Data Sets and Data Access Units

Table of Contents


Key Concepts

Data Access Unit (DAU)

A St. Jude Cloud Data Access Unit (DAU) is a grouping of data that typically corresponds to a project, study, or Data Set generated at the same time at the same institution. Each DAU has its own governing body of researchers, the Data Access Committee, who preside over the data and who may grant or deny access. Each Data Access Committee is responsible for only one DAU and has its own protocols for approving access to their DAU. Please contact us if you have questions about committee approval protocols. We currently have 7 DAUs: Pediatric Cancer Genome Project (PCGP), St.
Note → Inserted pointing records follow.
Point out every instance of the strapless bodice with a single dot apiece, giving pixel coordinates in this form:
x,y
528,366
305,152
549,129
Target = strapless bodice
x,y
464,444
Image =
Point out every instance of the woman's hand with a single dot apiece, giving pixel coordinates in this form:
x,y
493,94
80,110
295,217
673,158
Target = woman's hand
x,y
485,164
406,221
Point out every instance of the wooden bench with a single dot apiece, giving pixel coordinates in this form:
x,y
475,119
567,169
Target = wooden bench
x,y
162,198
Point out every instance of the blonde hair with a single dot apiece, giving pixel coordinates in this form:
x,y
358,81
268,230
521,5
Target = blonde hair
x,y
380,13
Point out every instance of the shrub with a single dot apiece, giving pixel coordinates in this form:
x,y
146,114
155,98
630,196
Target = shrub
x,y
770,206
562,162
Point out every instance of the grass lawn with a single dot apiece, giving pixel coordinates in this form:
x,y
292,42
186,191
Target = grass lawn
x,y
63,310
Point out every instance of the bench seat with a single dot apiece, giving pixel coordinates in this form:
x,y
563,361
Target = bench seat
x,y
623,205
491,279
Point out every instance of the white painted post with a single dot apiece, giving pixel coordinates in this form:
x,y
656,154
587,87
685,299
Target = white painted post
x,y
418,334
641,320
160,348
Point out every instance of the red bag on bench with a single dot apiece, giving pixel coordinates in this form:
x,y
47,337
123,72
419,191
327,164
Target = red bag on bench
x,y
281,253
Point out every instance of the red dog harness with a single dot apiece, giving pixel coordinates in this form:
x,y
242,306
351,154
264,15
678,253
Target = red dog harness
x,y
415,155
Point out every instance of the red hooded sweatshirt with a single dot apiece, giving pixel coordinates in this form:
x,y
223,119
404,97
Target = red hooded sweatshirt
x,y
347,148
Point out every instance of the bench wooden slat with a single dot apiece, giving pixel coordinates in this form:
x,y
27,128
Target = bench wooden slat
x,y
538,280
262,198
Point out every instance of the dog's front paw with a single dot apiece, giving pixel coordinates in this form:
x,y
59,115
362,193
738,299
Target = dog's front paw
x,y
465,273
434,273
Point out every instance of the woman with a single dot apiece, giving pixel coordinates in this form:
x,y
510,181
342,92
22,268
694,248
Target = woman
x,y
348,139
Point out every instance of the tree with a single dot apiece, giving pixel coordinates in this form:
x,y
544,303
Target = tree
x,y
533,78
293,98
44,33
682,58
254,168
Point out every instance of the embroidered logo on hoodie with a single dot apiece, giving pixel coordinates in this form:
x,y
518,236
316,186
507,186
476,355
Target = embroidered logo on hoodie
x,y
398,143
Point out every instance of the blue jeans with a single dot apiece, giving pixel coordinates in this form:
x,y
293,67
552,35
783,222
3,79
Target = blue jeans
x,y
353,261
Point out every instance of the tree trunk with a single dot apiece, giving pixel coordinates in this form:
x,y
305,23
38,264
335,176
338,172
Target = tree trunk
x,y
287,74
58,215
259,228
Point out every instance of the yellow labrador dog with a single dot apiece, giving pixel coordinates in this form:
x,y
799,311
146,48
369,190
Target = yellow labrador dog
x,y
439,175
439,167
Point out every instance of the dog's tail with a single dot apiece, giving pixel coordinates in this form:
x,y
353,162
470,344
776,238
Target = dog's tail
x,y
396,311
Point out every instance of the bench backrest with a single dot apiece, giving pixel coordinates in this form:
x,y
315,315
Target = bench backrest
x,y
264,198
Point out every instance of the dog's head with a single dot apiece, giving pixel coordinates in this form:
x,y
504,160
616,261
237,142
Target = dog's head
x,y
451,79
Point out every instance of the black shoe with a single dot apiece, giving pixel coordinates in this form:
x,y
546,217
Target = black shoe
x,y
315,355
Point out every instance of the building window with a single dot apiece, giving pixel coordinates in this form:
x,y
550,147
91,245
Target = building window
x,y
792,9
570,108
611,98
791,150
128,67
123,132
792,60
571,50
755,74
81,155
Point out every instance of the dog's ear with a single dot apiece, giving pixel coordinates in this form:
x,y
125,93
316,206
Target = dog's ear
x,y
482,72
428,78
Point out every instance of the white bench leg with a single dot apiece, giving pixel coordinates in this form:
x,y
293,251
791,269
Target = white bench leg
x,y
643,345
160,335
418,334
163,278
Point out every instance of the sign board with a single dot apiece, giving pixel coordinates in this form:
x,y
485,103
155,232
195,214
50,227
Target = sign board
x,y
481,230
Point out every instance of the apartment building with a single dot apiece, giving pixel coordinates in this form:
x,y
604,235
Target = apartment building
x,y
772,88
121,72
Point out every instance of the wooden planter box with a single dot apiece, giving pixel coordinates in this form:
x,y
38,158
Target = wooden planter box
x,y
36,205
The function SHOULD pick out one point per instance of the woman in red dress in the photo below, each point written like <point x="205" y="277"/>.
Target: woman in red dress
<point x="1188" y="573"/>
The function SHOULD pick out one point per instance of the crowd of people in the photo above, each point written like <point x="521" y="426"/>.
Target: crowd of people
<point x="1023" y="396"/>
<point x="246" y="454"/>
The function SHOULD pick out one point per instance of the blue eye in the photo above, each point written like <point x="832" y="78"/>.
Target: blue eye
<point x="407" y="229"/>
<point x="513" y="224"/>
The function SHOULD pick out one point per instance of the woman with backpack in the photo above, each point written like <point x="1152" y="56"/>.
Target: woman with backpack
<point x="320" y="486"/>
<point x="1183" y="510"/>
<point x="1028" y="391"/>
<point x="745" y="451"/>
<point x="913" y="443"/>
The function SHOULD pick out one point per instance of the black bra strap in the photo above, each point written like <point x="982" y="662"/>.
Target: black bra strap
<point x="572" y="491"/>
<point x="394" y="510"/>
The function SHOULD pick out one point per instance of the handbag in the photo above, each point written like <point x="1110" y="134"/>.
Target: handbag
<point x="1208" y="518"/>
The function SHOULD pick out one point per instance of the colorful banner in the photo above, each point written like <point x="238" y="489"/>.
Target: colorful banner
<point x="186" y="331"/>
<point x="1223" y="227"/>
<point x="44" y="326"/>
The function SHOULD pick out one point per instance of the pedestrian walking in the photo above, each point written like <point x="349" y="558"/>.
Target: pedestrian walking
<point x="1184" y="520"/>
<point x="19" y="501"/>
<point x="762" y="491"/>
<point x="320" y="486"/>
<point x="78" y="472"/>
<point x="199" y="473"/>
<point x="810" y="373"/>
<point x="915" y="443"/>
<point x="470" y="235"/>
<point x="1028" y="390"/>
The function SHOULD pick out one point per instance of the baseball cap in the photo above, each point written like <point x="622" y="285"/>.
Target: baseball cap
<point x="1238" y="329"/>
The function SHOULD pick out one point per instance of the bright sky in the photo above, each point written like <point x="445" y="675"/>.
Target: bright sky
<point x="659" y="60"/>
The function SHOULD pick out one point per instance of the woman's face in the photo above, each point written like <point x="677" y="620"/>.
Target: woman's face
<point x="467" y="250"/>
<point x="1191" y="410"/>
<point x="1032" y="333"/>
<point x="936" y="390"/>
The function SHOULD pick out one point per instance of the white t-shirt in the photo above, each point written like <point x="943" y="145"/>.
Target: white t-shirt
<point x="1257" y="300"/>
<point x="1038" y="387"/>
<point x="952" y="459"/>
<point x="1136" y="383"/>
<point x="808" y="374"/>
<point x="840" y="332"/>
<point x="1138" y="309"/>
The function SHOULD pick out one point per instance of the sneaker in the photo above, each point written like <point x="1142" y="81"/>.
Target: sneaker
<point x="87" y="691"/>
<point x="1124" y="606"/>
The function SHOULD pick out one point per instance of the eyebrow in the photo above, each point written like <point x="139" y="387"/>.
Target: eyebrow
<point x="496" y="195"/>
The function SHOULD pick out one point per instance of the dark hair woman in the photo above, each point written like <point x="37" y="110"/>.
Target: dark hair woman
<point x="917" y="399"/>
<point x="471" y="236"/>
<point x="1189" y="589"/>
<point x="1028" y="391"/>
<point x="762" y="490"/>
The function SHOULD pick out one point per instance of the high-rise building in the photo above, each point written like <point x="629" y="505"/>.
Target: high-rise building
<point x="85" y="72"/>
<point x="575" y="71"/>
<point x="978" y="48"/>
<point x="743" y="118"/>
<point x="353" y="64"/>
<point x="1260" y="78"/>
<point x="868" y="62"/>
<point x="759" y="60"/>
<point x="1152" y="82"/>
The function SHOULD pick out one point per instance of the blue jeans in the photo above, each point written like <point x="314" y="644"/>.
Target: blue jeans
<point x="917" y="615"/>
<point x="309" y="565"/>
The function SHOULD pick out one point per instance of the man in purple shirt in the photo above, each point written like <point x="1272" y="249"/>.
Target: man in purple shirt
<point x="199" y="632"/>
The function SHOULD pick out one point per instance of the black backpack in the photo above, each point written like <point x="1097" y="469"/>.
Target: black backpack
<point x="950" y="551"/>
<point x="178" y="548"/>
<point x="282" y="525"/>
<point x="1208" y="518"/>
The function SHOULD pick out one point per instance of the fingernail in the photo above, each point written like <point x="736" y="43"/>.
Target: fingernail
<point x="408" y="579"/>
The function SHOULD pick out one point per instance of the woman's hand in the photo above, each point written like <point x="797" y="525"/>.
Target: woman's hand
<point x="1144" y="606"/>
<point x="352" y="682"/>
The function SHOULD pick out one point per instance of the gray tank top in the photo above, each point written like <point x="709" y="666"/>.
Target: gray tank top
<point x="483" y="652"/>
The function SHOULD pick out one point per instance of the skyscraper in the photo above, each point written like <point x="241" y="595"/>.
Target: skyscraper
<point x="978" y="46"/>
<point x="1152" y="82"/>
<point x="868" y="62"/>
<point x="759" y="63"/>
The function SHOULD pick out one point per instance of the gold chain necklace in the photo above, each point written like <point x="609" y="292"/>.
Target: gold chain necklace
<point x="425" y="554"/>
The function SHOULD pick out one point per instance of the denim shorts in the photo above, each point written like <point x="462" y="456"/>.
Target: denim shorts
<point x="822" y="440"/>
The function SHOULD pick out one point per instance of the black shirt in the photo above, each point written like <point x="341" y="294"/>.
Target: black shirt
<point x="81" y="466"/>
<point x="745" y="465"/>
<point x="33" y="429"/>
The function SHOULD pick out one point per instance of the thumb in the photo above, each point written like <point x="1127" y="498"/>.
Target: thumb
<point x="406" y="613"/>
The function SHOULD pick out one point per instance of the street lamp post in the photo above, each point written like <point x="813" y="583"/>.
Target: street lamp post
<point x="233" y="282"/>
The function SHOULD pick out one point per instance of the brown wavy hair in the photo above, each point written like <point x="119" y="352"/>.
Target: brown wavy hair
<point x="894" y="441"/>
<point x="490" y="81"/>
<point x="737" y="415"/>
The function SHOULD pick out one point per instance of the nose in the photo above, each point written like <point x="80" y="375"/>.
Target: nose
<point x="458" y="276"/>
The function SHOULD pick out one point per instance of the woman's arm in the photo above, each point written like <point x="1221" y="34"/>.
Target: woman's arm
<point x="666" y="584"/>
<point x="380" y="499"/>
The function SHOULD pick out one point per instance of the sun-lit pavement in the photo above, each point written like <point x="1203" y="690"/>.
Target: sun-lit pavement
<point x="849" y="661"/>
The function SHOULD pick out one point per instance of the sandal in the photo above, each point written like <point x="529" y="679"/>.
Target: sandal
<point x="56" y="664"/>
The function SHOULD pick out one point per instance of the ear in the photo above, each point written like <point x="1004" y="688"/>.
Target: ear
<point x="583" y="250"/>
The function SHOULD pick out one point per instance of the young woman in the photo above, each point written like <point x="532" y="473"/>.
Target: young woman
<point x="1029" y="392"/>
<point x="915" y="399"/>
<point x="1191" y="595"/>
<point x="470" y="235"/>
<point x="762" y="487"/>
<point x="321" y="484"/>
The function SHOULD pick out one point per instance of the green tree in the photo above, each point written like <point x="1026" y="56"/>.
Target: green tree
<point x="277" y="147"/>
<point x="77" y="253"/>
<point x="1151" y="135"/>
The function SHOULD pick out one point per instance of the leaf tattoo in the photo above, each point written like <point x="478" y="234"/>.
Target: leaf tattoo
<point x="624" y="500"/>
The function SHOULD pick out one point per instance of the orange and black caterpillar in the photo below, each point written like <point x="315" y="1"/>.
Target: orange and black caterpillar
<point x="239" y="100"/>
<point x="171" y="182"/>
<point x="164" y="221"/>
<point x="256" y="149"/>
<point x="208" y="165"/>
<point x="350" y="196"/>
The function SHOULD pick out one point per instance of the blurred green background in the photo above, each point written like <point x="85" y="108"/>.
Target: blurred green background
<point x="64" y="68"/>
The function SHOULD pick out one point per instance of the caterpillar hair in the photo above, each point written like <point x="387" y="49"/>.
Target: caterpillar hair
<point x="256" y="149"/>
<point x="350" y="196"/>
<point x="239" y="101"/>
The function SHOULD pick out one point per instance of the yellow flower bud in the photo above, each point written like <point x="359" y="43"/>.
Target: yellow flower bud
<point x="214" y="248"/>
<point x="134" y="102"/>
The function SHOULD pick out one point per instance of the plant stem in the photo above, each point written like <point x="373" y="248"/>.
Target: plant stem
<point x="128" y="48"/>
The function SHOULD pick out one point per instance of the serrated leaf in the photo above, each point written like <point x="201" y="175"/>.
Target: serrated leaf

Jude Lifetime Cohort Study (SJLIFE), Clinical Genomics, Sickle Cell Genome Project (SGP), Childhood Cancer Survivor Study (CCSS), Pan-Acute Lymphoblastic Leukemia (PanALL), and Clinical Research in ALS and Related Disorders for Therapeutic Development Consortium (CReATe). See below for a brief description of each DAU. For a more detailed description please see the respective Schedule 1(s).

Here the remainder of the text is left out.